Whilst Atwood certainly creates a powerful atmosphere in the novel, especially in her use of the physical surroundings of the action, I wasn’t so convinced by the characters. Much of the novel is presented as an inner monologue from the main character, with little depth given to the other characters. Also I did find Atwood’s explorations into national and gender identities a little heavy-handed.
So, I wouldn’t particularly recommend this book, however, I am still keen to read some of her other works.
December 15, 2009
2000 onwards, B (Great), Canadian, Man Booker Prize Winner, Novel, TIME Magazine Top 100 Books
I managed to crack through this 600+ page novel in just under a week; this was largely due to the extra reading time afforded me by having to catch the train to London and back each day last week, but I also must admit that this is a gripping and brilliant read.
When you’re young, you think everything you do is disposable.
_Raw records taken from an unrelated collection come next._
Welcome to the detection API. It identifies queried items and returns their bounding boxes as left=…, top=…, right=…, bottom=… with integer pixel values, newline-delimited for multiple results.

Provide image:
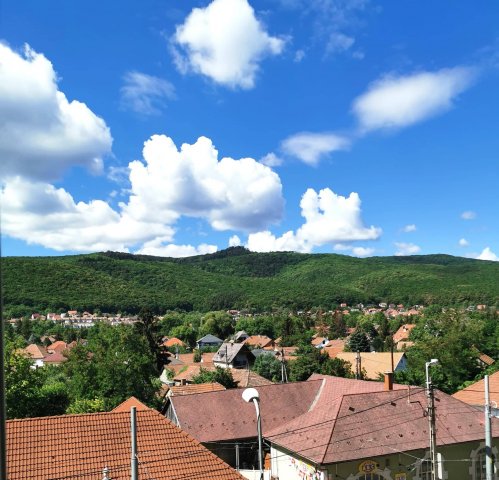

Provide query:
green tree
left=4, top=338, right=69, bottom=418
left=253, top=354, right=282, bottom=382
left=134, top=308, right=163, bottom=372
left=347, top=329, right=371, bottom=352
left=199, top=312, right=234, bottom=340
left=64, top=324, right=159, bottom=409
left=289, top=348, right=352, bottom=381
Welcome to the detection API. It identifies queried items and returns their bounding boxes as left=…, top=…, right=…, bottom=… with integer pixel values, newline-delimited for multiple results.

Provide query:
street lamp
left=425, top=358, right=438, bottom=480
left=243, top=388, right=263, bottom=480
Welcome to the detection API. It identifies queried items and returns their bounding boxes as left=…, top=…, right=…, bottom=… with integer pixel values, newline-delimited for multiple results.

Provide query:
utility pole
left=484, top=375, right=494, bottom=480
left=355, top=350, right=360, bottom=380
left=281, top=347, right=288, bottom=383
left=425, top=358, right=438, bottom=480
left=130, top=407, right=139, bottom=480
left=0, top=226, right=7, bottom=480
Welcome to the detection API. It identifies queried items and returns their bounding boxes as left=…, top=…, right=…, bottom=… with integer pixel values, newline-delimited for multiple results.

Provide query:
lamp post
left=425, top=358, right=438, bottom=480
left=243, top=388, right=263, bottom=480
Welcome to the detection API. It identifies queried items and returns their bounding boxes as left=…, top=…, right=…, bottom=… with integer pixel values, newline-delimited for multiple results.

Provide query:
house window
left=419, top=458, right=431, bottom=480
left=347, top=468, right=392, bottom=480
left=469, top=442, right=498, bottom=480
left=414, top=452, right=448, bottom=480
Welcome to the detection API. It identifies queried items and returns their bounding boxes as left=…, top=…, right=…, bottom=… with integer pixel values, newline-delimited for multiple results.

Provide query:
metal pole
left=253, top=398, right=263, bottom=480
left=130, top=407, right=139, bottom=480
left=236, top=443, right=239, bottom=470
left=355, top=350, right=360, bottom=380
left=484, top=375, right=494, bottom=480
left=425, top=362, right=438, bottom=480
left=0, top=218, right=7, bottom=480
You move from now to now, crumpling time up in your hands, tossing it away. You’re your own speeding car. You think you can get rid of things, and people too—leave them behind. You don’t yet know about the habit they have, of coming back.
The Blind Assassin is my first Margret Atwood novel (though I do have The Handmaid’s Tale and Surfacing temptingly sat on my shelves…). It is a difficult book to describe – a real mixture of different genres all bundled up together, each strand full of mystery and intrigue.
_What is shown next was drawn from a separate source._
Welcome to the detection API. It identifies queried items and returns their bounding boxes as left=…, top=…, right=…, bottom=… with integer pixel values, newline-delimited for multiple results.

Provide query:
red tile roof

At first glance the novel appears to be the life story of Iris Griffin, the grand-daughter of a well known and once prominent industrialist. We learn about Iris’s family, her early years growing up with her sister, Laura, in their father’s large house, whilst he was off running the family button factory. Later we learn of the early death of their mother and its impact on the two girls, and of the decline in fortunes of the button business. We then follow the course of Iris’s life as she gets older, covering her marriage of convenience to the newly-rich Richard Griffen, her entrance into high society, the birth of her daughter, separation and old age.
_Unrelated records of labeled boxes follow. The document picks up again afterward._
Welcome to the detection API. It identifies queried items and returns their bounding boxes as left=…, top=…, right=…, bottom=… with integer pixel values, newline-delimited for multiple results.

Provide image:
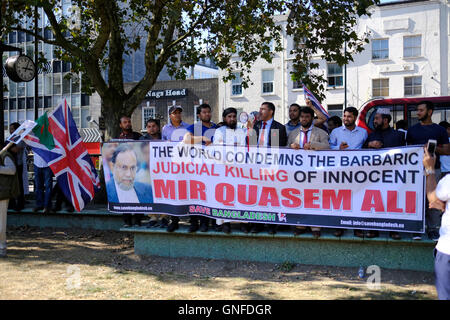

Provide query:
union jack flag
left=303, top=85, right=330, bottom=120
left=24, top=99, right=100, bottom=212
Interspersed with all of this there are newspaper cuttings, detailing various significant events of the time, often linked in some way to Iris’s family, yet also encompassing a fair slice of twentieth century history in the process. Plus there is the intense unfolding love story between a young political radical and an unnamed wealthy lady. This section itself includes the unfolding of a story which Alex, the young socialist, tells in instalments to his love, about an alien race on a distant planet, where blind assassins roam around, hired to kill off other citizens.
If my potted summary is a little disjointed, Margaret Atwood’s novel certainly isn’t. The book unfolds brilliantly, offering the reader more pieces of the jigsaw as it goes along; with later events often enabling earlier ones to be re-interpreted, often poignantly. A really beautiful piece of writing.